Pourquoi le cancer de la peau fréquent peut-il être un grand panneau d'avertissement?

Pourquoi le cancer de la peau fréquent peut-il être un grand panneau d'avertissement?

Selon une nouvelle étude préliminaire, les personnes qui développent des cas anormalement fréquents d'un cancer de la peau appelé carcinome basocellulaire semblent présenter un risque considérablement accru de développer d'autres cancers, notamment les cancers du sang, du sein, du colon et de la prostate.

"[La peau est] le meilleur organe pour détecter les problèmes génétiques pouvant conduire à des cancers."

Les mutations dans un panel de protéines responsables de la réparation des lésions de l'ADN sont probablement à l'origine de la susceptibilité accrue.

"Nous avons découvert que les personnes qui développent six carcinomes basocellulaires pendant une période de 10 sont environ trois fois plus susceptibles que la population générale de développer d'autres cancers non apparentés", explique Kavita Sarin, auteure principale en dermatologie à l'Université Stanford. .

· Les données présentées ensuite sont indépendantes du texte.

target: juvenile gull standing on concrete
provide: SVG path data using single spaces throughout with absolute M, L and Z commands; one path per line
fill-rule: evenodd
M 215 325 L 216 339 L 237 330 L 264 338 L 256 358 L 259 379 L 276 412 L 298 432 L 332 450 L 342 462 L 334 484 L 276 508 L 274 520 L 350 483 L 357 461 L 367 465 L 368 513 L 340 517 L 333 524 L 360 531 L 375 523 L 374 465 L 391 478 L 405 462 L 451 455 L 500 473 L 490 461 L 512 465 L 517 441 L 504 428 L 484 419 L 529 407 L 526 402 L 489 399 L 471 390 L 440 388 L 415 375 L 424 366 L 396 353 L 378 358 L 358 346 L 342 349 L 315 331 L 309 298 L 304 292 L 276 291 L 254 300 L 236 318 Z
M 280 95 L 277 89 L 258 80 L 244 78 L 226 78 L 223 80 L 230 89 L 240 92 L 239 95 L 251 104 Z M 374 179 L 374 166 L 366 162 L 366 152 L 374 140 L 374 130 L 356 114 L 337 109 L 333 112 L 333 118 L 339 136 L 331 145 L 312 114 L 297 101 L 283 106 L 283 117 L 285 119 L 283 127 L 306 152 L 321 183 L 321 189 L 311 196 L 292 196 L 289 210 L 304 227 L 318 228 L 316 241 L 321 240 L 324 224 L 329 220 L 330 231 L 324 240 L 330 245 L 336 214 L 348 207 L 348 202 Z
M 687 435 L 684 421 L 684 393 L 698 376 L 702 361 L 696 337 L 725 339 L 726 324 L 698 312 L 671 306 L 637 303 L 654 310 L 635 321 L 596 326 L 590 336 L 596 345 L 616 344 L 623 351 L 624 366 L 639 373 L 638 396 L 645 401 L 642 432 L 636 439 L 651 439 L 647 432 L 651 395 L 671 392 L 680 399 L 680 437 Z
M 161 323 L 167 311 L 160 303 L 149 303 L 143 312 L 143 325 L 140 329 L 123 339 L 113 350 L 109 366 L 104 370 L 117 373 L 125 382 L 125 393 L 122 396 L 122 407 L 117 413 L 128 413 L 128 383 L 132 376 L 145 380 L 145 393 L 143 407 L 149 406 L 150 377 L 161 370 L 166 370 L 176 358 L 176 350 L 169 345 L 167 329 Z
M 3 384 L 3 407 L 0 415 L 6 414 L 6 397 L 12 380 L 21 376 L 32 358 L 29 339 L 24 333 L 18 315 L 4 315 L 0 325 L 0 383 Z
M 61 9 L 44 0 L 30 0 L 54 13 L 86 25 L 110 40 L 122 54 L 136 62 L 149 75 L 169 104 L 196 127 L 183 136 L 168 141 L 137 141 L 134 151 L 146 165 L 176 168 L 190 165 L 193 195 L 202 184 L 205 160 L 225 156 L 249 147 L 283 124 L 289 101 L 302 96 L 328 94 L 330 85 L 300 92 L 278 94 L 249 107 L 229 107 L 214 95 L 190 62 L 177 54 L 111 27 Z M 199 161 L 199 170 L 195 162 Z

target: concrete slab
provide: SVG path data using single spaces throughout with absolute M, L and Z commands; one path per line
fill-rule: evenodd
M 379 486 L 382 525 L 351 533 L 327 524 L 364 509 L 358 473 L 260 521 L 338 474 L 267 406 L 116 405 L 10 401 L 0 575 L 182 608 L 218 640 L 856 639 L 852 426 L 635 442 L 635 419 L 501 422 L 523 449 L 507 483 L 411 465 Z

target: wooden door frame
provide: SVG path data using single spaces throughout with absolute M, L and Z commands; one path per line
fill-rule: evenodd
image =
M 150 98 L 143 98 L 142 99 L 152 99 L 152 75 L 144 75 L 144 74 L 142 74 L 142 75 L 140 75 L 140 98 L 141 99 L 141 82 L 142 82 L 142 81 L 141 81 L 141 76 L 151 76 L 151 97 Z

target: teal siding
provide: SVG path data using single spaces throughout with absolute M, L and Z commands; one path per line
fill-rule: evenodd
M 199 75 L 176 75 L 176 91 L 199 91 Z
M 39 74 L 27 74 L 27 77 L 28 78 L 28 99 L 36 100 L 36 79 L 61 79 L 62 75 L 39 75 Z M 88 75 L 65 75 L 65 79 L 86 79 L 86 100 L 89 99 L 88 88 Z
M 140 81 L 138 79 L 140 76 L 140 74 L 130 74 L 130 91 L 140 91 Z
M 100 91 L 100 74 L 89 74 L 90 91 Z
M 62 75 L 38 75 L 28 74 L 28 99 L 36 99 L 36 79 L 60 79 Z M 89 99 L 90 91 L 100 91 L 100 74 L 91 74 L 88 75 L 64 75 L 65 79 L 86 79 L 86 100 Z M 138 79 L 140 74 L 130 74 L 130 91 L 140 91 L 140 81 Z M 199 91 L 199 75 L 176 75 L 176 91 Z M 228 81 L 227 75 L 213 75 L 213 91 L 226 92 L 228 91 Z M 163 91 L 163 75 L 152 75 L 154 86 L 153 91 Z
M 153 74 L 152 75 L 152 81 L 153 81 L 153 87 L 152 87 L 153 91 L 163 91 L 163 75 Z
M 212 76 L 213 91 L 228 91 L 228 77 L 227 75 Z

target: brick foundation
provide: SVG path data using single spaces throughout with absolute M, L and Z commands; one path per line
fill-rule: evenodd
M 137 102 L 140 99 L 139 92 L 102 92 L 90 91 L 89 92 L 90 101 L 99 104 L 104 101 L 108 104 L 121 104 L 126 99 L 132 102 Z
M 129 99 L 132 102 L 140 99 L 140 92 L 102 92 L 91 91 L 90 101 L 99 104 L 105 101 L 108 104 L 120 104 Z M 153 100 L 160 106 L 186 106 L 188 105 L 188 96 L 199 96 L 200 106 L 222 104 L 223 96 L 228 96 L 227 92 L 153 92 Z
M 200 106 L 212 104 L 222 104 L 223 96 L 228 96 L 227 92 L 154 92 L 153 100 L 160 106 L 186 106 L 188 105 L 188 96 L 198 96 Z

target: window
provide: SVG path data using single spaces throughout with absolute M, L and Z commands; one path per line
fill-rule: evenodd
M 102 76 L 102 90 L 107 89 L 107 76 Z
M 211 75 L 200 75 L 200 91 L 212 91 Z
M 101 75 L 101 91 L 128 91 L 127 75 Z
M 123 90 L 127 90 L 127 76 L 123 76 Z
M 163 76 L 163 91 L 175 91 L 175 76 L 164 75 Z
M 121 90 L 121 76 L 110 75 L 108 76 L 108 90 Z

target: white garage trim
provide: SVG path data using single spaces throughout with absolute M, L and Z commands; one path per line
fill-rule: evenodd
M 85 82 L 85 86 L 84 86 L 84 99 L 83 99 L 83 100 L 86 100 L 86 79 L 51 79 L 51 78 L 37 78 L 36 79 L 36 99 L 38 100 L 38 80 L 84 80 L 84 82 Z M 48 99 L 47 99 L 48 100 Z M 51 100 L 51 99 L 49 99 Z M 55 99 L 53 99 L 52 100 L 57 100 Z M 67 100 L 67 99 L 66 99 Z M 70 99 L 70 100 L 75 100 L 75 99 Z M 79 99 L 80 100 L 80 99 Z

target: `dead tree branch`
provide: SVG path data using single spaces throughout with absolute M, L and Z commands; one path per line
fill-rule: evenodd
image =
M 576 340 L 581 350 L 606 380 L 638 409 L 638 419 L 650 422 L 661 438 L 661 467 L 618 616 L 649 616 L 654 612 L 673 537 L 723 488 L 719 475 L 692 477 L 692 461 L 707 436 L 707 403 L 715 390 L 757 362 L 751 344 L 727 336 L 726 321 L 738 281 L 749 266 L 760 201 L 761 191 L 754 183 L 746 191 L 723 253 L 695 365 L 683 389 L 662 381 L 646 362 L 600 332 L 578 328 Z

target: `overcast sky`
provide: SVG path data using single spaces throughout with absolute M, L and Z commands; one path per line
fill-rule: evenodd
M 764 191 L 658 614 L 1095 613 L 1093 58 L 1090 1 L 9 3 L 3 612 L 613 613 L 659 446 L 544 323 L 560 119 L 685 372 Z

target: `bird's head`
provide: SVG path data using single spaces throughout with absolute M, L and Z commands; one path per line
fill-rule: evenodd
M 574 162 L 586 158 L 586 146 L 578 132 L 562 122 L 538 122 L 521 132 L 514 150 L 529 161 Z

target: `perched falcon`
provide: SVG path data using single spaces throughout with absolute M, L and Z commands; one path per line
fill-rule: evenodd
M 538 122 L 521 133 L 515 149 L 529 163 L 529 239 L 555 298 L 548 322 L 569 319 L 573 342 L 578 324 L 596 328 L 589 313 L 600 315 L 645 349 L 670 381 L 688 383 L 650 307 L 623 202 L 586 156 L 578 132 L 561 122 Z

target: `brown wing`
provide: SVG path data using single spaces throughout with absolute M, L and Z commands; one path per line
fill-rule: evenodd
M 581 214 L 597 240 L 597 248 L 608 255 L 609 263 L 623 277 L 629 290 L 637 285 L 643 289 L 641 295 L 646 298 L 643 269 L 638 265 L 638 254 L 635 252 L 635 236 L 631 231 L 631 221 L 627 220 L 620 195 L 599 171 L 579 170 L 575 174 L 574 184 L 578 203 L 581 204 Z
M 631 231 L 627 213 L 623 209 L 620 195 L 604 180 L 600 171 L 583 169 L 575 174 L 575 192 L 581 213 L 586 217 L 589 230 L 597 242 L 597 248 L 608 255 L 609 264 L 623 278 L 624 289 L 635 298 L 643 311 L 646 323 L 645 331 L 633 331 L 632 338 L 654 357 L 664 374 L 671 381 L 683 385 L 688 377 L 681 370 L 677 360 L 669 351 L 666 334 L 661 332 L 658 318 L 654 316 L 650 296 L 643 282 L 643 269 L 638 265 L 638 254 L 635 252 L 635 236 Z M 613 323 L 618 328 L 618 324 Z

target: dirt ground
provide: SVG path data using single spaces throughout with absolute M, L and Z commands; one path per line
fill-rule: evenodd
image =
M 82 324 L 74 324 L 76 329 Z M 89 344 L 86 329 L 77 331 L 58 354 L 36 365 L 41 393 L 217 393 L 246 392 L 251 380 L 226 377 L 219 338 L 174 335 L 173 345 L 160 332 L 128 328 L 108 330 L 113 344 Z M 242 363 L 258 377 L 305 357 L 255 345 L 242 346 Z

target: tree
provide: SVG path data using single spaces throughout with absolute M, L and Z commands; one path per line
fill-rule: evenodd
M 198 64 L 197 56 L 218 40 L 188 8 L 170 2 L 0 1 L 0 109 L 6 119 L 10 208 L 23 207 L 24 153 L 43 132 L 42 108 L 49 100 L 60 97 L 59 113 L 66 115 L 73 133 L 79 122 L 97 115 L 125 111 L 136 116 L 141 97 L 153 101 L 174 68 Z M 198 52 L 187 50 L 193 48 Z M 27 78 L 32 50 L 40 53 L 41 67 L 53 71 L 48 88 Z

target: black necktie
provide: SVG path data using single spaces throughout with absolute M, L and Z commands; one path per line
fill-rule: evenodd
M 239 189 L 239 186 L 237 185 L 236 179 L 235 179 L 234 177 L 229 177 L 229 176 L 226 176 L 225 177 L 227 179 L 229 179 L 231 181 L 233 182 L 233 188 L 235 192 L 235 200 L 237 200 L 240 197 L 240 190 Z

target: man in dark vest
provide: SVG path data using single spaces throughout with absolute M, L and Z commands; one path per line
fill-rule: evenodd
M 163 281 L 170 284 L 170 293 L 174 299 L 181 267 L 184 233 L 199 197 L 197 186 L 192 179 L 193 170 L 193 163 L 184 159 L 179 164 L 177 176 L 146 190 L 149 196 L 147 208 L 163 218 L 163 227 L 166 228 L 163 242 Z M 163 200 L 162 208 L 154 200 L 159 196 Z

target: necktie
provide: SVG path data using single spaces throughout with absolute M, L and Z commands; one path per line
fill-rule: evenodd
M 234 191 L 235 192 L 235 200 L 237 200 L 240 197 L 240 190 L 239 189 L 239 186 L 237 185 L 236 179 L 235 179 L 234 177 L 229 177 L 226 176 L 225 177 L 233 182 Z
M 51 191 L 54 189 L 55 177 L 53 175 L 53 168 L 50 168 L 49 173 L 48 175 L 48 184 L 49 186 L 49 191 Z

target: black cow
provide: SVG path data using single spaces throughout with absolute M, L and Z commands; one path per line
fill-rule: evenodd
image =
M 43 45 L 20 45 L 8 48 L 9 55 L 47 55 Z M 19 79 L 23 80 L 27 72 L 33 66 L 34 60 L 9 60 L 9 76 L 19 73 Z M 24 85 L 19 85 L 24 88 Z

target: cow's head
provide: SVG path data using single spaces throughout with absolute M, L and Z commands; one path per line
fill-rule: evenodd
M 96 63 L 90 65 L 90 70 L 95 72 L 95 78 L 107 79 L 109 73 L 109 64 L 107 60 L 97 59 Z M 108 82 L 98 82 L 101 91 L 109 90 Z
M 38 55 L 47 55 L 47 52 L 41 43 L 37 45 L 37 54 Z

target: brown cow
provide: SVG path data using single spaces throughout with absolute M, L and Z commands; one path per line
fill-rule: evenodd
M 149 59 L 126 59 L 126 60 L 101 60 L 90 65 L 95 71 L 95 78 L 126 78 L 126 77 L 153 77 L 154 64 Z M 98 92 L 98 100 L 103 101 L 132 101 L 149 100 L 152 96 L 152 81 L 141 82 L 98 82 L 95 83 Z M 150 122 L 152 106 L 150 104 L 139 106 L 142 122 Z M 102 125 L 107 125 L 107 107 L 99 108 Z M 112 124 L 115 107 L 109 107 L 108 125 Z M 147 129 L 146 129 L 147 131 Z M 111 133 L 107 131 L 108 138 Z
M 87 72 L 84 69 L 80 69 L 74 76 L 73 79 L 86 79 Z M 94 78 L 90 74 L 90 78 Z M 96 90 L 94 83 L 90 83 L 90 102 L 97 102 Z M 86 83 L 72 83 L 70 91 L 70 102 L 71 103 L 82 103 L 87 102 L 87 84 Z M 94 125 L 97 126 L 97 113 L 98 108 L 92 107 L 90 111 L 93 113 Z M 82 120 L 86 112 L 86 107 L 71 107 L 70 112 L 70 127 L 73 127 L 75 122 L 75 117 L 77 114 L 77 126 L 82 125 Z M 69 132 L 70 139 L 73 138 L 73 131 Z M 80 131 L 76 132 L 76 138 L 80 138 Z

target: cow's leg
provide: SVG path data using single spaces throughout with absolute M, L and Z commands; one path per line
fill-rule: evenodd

"Nous espérons que cette découverte pourrait permettre d'identifier les personnes présentant un risque accru de développer une tumeur maligne avant que ces cancers ne se développent."

La recherche apparaît dans JCI Insight.

Canari dans la mine de charbon

La peau est le plus grand organe du corps et le plus vulnérable aux dommages de l'ADN causés par les rayons ultraviolets du soleil. Essayez comme on pourrait, il n'est tout simplement pas possible d'éviter complètement l'exposition au soleil, c'est pourquoi les protéines qui réparent les dommages à l'ADN sont importantes pour prévenir les cancers de la peau comme le carcinome basocellulaire.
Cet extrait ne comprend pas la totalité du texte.